Senator Arlen Specter spoke first. As the most junior member, I would have my say last, if at all. I could hardly sit still as I waited to hear my respected friend wade into this outrageous manifesto.And then, in a moment I can only describe as infuriating, Senator Specter took no leadership role in representing the moderate point of view. He acquiesced, and others followed his example."
War as foreign policy with a concurrent fascist police state was always the agenda. 9/11 was just business as usual and the people murdered that day weren't unfortunate collateral damage, they were necessary props in a grotesque stage play. The invasion, occupation and dismantling of Iraq was planned years before 2003 and was only just another piece of the whole, which is a monstrous agenda to subjugate the entire planet to the will of a few through war, famine and disease. In this memoir Chafee shows how Cheney the thug gave his marching orders toward gutting this nation domestically, and how his traitorous colleagues sat back and nodded in agreement.
2 Comments:
Yep. War is good for business, good for the banks. Each administration since the start of the last century has to have, as part of it's agenda, some plan of war, to continue the practice and keep the banks in control.

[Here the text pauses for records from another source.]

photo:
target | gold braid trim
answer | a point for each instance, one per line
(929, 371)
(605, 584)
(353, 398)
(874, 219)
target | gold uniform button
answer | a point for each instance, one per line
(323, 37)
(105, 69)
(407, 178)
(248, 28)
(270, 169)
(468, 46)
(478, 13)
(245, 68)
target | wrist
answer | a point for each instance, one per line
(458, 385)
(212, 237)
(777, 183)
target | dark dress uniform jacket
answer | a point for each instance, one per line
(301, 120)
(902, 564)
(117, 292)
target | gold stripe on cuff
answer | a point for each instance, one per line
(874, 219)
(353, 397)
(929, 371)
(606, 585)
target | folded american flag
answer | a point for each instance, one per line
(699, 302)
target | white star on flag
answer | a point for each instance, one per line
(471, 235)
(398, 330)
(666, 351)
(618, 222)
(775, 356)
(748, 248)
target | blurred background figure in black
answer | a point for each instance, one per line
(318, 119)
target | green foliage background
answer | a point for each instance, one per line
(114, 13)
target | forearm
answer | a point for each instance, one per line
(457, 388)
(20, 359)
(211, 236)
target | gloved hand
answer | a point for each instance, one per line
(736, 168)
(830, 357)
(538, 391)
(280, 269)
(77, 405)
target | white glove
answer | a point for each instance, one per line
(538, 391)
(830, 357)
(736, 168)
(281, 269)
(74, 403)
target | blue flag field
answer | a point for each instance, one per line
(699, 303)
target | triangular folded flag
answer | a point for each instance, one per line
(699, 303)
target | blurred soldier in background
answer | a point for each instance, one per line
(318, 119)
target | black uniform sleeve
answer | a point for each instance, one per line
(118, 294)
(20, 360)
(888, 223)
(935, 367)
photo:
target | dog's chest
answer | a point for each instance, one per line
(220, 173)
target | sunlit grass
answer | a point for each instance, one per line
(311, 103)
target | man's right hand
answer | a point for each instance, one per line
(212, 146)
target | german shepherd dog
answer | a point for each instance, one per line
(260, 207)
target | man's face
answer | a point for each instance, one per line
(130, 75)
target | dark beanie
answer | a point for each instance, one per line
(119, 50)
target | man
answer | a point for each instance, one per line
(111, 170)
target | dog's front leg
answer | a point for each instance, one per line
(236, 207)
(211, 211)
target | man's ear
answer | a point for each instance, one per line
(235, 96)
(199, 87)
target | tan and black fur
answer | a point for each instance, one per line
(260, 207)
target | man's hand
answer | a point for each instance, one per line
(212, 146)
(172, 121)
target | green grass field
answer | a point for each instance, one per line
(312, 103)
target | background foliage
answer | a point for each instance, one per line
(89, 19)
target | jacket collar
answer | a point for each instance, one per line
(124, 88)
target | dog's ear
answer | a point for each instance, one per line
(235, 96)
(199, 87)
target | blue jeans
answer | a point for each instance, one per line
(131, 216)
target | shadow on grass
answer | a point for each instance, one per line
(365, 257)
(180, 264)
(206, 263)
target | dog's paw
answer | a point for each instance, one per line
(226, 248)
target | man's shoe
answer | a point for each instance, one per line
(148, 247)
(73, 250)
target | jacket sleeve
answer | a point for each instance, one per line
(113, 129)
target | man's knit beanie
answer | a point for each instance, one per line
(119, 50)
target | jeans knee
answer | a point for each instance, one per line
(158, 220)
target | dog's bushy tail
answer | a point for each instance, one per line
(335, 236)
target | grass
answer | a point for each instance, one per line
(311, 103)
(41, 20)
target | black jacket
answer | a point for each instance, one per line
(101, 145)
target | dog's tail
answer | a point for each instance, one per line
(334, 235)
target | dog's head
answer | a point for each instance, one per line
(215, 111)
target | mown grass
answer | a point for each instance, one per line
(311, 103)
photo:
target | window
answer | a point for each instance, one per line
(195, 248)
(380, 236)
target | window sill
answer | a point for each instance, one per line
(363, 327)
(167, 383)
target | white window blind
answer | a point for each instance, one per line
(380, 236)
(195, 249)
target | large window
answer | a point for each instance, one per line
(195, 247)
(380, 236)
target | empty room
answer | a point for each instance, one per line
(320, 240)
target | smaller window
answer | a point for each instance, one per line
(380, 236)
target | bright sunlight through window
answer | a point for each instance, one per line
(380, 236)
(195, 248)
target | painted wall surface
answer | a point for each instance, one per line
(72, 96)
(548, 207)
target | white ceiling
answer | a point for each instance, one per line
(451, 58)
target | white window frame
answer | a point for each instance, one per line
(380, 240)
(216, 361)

At this stage in the game, all of these little heart-tug blatherings from politicians, such as "affordable health care", "green technology", "welfare", "living wage" etc. mean nothing to me anymore. Not that we don't need them of course (because goodness knows WE DO). They no longer mean nothing to me when they come out of the mouths of politicians because they're simply a means of pacifying a public in order to keep the game of war, amongst other ugly corrupt plans, going. And even when created, such policies never go far enough. They're not supposed so. That would mean and end to war, corporate greed, unnecessary struggle and poverty and other ills.
Sorta like dangling a carrot in front of the eyes of a very hungry rabbit, giving him a nibble, then yanking it away while claiming "But see, I gave you a bite. What do you want? The whole carrot??" while walking back to their field of carrots, paid for by said rabbit.
So well said, nina or norman.
A lot of people like to play the game of "How can we fix this?" by adding bandaids here, marching there, writing letters or voting for this one or that one. Unfortunately, none of it will change anything.
We're at the point where nothing we little people do alters anything substantive. Oh sure, we should be decent people and do what little we can to change our immediate environment for the better, but here's the reality as I see it - the insanity has spun so far out of control that the evil scumbags will have their way until forces way beyond THEIR control will stop them. Meaning natural processes and earth changes deluxe.
Sad to say, that's how bad it's gotten, and all we can do is shake our heads and chronicle the disaster, and at least try to get a chuckle every now and then.